The best medicine for adult onset diabetes is preventive care through proper care of the eyes, skin, and feet. Type 2 puts patients at risk for blindness, poor circulation and other serious conditions. Liver, kidney and heart damage can also result from the ravages of the disease. It is a serious matter to take control as soon as a person is diagnosed. Type 2 is considered a very serious health condition by many health insurance companies and patients with certain types can have a very difficult time in finding health insurance coverage after the onset.

The health costs can be astronomical to insurance companies and patients alike if the disease soars out of control. Some serious developments can occur in some cases where a patient ends up having a foot amputated or experiences a heart attack or stroke. However, adult onset diabetes can be controlled and managed well if a patient is diligent to follow medical advice. Unfortunately, however, since diet and lack of exercise for many years in some patients are major reasons why adult diabetes occurred, old habits are hard to break. The spouse and family members should extend caring support to patients and assist them in breaking these habits.

A lifestyle developed over 40 or 50 years is very hard to change, but much easier if those around a patient provide loving support and encouragement regarding diet and exercise. If a patient who has Type 2 smokes or drinks, the medical community highly recommends that the patient stop these harmful habits. Tobacco and alcohol consumption is a factor in exacerbating Type 2 so it is critical that a patient stop these habits in order to control the disease. A patient must make a new lifestyle a priority to take care of him or herself in order to achieve maximum control of the disease.
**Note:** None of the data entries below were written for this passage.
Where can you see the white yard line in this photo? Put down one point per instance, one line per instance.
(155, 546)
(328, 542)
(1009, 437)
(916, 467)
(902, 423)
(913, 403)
Healthy meal planning for anyone who has adult onset diabetes is necessary in order to stabilize the insulin malfunction in the body. There are many sources online that offer a large selection of articles and books that can assist an adult diabetes patient in developing the best strategies for food consumption and exercise. Doctors and dietitians can also offer patients with information in structuring meals that keep insulin levels, control cholesterol and keep blood pressure normalized. Meal planning needs to be done in order to plan around schedules so that anyone who has Type 2 can be prepared wherever he or she goes.

Planning for main meals as well as snacks in conjunction with medications are necessary in order to keep patients stabilized. Many sources offer recipes and food alternatives for a change in life style eating patterns that are necessary. Anyone who has Type 2 can plan ahead and develop weekly menus. Preparation is the key to maintaining good control of the disease since leveling out the blood glucose level is so important. There are also online sources that can assist patients in dealing with the stress and depression associated with long term illnesses especially if there is difficulty in getting the illness under control.

The psychological drain of chronic illnesses can complicate the illness even further for patients. That is why it is so important that family members rally around adult onset diabetes patients in order to encourage and support them physically, emotionally and spiritually. Patients need to pray and seek God for strength. "It is God that girdeth me with strength, and maketh my way perfect" (Psalm 18:32). Some patients are pleased to learn that in time, if they adhere to the planned health program, diabetes can sometimes disappear. This is especially possible in borderline cases that have developed from poor eating habits. When a change in lifestyle is implemented, there is a good chance that adult diabetes can be controlled and perhaps alleviated altogether.